Politico's Laura McGann Joins Vox To Lead Political Coverage

Politico's Laura McGann Joins Vox To Lead Political Coverage

NEW YORK -- Politico deputy managing editor Laura McGann is joining Vox as the site’s first political editor.

In an interview with The Huffington Post, McGann suggested that Vox, the general-interest site founded earlier this year by Ezra Klein, Melissa Bell and Matt Yglesias, could make its coverage of the 2016 elections “distinct” by emphasizing candidates' policy positions and offering readers contextual information beyond the latest stump speech.

“You don’t need to write a brand-new story every time a candidate says something,” McGann said.

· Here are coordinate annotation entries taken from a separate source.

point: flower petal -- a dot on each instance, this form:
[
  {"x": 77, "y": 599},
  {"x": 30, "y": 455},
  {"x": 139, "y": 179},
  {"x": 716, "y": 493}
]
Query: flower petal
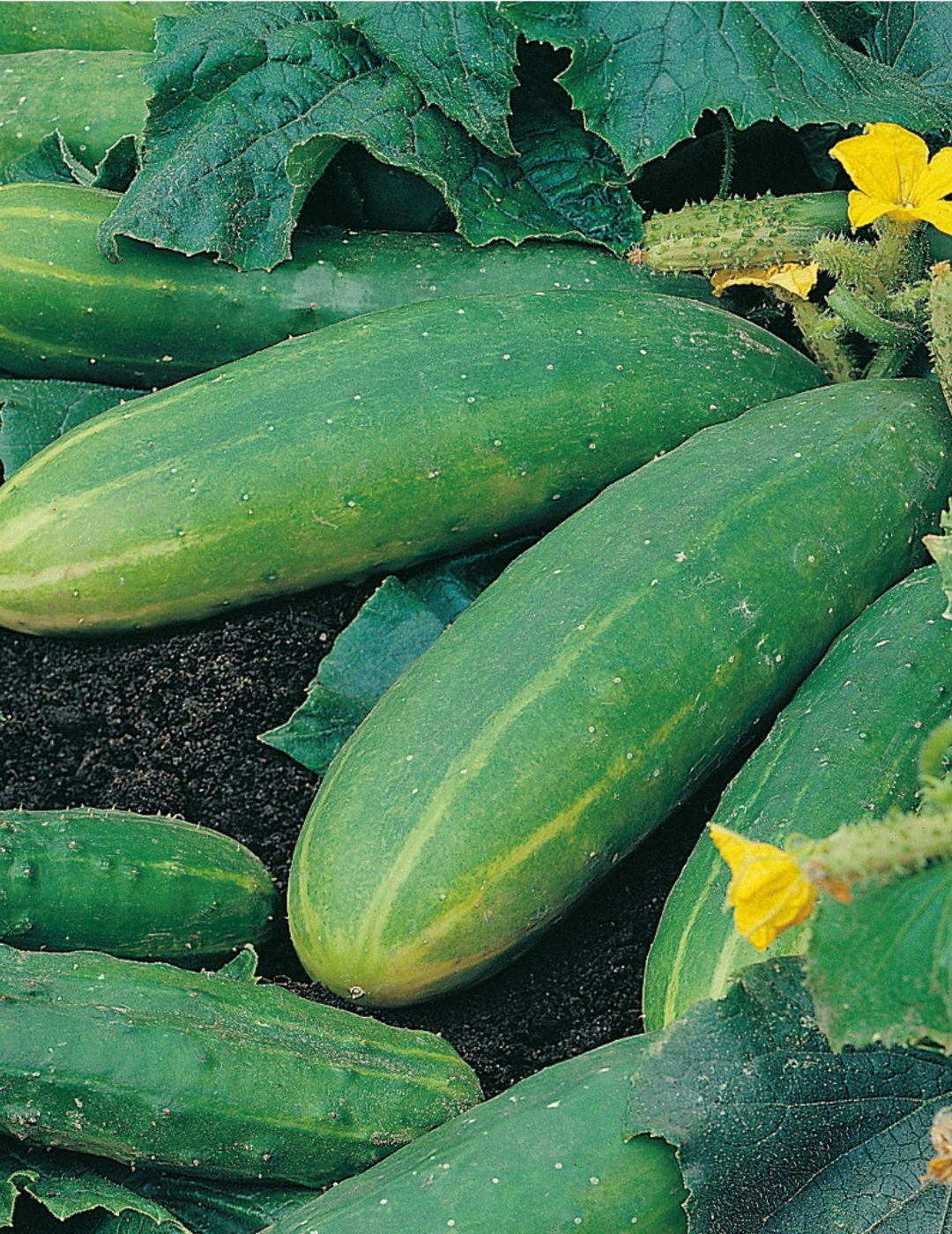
[
  {"x": 768, "y": 890},
  {"x": 865, "y": 210},
  {"x": 887, "y": 163},
  {"x": 939, "y": 213},
  {"x": 937, "y": 179}
]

Yet that's increasingly what happens during a presidential campaign, with embedded TV producers and political reporters live-tweeting a candidate's remarks and immediately filing stories online. The 2012 presidential cycle seemed defined, at times, by excessive coverage of candidate "gaffes" and fleeting outrage on Twitter.

Vox’s expansion of its political coverage is expected to keep in line with the site’s core mission of explaining the news. Stories on Vox often include a set of supplementary "index cards" that explain the context of a debate or news event currently making headlines.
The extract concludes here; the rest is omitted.